Looking at the importance of the features and conditions obtained from the rules determined by RuleKit, one can come to conclusions similar to those obtained for rules determined from the decision tree. The main difference is that in rules generated by RuleKit, the fare also plays an important role - the lower the fare, the person traveled in a lower class what determined their survival.

4. Creation of a binary dataset based on top conditions¶

[59]:

X_train_tranformed = explainer.fit_transform(X_train, selector=25)

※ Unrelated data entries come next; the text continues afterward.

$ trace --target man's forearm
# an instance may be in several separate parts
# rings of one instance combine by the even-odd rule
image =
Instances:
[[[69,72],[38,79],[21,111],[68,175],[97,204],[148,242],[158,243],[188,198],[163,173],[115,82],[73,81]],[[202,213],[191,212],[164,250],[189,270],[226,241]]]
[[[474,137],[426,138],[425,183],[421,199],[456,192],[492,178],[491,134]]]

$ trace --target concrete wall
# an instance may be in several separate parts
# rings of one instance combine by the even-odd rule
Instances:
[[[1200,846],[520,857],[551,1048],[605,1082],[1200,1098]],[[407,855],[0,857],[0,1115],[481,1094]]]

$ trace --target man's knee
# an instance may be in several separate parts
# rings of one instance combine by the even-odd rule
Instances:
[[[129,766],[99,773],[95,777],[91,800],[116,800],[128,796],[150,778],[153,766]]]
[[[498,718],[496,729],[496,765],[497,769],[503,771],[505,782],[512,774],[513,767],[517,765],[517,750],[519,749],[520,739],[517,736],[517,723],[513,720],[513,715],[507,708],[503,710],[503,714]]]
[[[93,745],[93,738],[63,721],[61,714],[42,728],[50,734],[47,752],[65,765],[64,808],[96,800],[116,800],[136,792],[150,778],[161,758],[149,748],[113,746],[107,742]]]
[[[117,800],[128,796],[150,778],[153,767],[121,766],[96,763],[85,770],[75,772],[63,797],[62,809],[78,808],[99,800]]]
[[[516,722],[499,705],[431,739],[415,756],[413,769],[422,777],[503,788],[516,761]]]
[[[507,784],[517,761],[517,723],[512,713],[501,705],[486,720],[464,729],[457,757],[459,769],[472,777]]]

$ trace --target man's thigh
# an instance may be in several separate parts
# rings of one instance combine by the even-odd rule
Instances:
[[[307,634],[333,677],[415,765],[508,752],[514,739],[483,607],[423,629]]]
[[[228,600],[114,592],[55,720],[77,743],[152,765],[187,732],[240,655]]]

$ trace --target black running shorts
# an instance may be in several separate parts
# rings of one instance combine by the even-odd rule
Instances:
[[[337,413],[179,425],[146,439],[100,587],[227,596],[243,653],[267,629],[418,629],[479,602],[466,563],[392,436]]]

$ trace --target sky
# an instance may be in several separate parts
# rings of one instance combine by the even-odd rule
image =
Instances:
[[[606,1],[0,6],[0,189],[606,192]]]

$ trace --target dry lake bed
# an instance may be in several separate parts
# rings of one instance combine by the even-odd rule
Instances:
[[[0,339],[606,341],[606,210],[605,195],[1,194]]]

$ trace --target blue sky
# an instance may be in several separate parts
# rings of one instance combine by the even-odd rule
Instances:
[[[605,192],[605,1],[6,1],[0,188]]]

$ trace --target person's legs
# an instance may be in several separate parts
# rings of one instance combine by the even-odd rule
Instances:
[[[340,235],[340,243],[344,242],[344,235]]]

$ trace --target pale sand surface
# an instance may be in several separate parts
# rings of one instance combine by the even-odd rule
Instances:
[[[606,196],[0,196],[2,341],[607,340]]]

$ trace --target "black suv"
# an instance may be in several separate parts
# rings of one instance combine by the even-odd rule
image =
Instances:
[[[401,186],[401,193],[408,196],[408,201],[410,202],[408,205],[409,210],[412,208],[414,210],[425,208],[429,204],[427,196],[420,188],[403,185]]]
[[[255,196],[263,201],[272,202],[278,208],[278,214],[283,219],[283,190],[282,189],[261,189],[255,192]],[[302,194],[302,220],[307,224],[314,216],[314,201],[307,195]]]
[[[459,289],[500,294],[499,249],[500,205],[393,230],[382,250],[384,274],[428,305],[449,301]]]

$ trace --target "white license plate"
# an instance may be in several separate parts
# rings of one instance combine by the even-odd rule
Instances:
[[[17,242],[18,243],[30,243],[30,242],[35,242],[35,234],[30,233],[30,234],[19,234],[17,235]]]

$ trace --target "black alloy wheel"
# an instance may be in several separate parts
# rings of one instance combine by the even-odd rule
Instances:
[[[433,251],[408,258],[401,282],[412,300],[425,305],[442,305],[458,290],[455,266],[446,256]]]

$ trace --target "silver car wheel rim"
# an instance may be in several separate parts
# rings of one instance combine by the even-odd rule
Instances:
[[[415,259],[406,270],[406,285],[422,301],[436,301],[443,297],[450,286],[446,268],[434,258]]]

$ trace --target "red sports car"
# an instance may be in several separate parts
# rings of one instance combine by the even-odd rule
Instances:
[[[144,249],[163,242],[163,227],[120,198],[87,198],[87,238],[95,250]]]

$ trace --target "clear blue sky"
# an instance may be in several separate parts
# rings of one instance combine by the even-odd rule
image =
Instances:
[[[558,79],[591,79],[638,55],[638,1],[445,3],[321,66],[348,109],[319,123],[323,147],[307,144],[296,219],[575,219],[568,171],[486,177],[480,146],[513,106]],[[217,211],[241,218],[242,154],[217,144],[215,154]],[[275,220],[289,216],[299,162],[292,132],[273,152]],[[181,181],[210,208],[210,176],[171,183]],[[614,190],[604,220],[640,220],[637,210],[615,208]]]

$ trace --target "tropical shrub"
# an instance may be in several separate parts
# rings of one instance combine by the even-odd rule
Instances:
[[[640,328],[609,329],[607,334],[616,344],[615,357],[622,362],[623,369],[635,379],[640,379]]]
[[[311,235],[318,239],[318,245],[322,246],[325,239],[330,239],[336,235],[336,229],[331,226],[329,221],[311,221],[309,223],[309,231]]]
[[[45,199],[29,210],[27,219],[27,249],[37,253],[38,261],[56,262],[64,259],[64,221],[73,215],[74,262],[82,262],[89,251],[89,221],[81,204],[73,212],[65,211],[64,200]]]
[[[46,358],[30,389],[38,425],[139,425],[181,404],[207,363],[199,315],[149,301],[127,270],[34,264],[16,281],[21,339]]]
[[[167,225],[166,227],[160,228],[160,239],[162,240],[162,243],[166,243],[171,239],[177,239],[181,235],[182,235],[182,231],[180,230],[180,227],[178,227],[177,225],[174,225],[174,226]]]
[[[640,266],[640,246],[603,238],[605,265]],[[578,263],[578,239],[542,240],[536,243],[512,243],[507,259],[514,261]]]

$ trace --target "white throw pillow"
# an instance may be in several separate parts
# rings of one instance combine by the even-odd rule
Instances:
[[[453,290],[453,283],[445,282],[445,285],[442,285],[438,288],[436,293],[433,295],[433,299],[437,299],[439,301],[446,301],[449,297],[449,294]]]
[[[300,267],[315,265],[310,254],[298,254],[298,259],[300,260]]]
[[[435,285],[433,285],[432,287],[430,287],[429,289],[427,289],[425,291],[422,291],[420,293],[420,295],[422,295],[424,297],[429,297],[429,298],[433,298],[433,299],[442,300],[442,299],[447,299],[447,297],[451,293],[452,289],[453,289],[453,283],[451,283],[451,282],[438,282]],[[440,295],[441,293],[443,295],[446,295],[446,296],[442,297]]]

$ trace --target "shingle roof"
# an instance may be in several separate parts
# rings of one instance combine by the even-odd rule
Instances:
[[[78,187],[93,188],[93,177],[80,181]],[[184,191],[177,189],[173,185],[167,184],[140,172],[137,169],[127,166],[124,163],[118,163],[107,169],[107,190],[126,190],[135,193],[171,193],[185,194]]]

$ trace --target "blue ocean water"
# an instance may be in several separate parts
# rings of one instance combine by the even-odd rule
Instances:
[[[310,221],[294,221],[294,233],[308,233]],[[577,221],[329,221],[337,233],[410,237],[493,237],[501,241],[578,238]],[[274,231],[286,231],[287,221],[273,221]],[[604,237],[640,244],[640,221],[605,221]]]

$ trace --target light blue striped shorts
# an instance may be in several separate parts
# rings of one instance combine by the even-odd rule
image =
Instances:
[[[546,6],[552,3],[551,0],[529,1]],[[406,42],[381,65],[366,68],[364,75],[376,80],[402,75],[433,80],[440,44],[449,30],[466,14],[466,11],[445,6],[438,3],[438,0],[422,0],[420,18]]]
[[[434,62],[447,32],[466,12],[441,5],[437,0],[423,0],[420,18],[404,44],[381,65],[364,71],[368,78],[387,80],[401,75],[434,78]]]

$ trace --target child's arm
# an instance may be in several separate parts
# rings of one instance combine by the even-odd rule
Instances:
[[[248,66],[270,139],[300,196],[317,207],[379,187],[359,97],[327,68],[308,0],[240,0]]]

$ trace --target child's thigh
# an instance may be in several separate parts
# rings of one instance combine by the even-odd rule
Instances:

X_train_tranformed.head(5)

[59]:

	Fare = <52.28, 143.59)	Fare = <29.85, inf)	Pclass = {1}	Fare = <74.38, inf)	Age = <2.5, 6.5)	Sex = {male}	Pclass = {3}	Fare = <10.48, inf)	Fare = (-inf, 10.48)	Sex = {female}	Pclass = {2}	Age = (-inf, 6.5)
0	1	1	1	1	1	1	0	1	0	0	0	1
1	0	0	0	0	0	1	1	0	1	0	0	0
2	0	0	0	0	0	0	1	1	0	1	0	1
3	0	0	0	0	0	1	0	1	0	0	1	0
4	0	0	0	0	0	1	0	1	0	0	1	0

[60]:

X_test_transformed = explainer.transform(X_test)

X_test_transformed.head(5)

[60]:

	Fare = <29.85, inf)	Age = <2.5, 6.5)	Sex = {male}	Pclass = {3}	Fare = <10.48, inf)	Fare = (-inf, 10.48)	Sex = {female}	Pclass = {2}	Age = (-inf, 6.5)
0	0	0	1	1	1	0	0	0	0
1	0	0	1	0	1	0	0	1	0
2	0	0	1	1	0	1	0	0	0
3	1	1	0	0	1	0	1	1	1
4	0	0	0	1	1	0	1	0	0

A binary dataset created in this way can be used to create a classifier using another machine learning algorithm. The advantage of this approach is that RuleKit has created rules on a set containing null values and containing both numeric and categorical variables. However, the prepared dataset consists only of numerical values 0 and 1 determining whether a given condition has been met and does not contain empty values. Therefore, you can easily use algorithms that deal only with numerical values and do not handle missing values, such as RandomForest as shown below.

[62]:

from sklearn.model_selection import cross_val_score
from sklearn.ensemble import RandomForestClassifier

rf = RandomForestClassifier(random_state=1)
cv = cross_val_score(rf, X_train_tranformed,
                     y_train, cv=5, scoring = "balanced_accuracy")
print(cv)
print(cv.mean())

[0.7570922  0.86241057 0.703082   0.73188406 0.8113155 ]
0.7731568645642581

[64]:

rf.fit(X_train_tranformed, y_train)

[64]:

RandomForestClassifier(random_state=1)

[65]:

balanced_accuracy_score(y_test, rf.predict(X_test_transformed))

[65]:

0.7861077638147702

VI. Summary¶

The presented analysis shows how the RuleXAI library may be used for data analysis and model explanation. Explanations, both global and local, are performed using the generated rule-based model representation.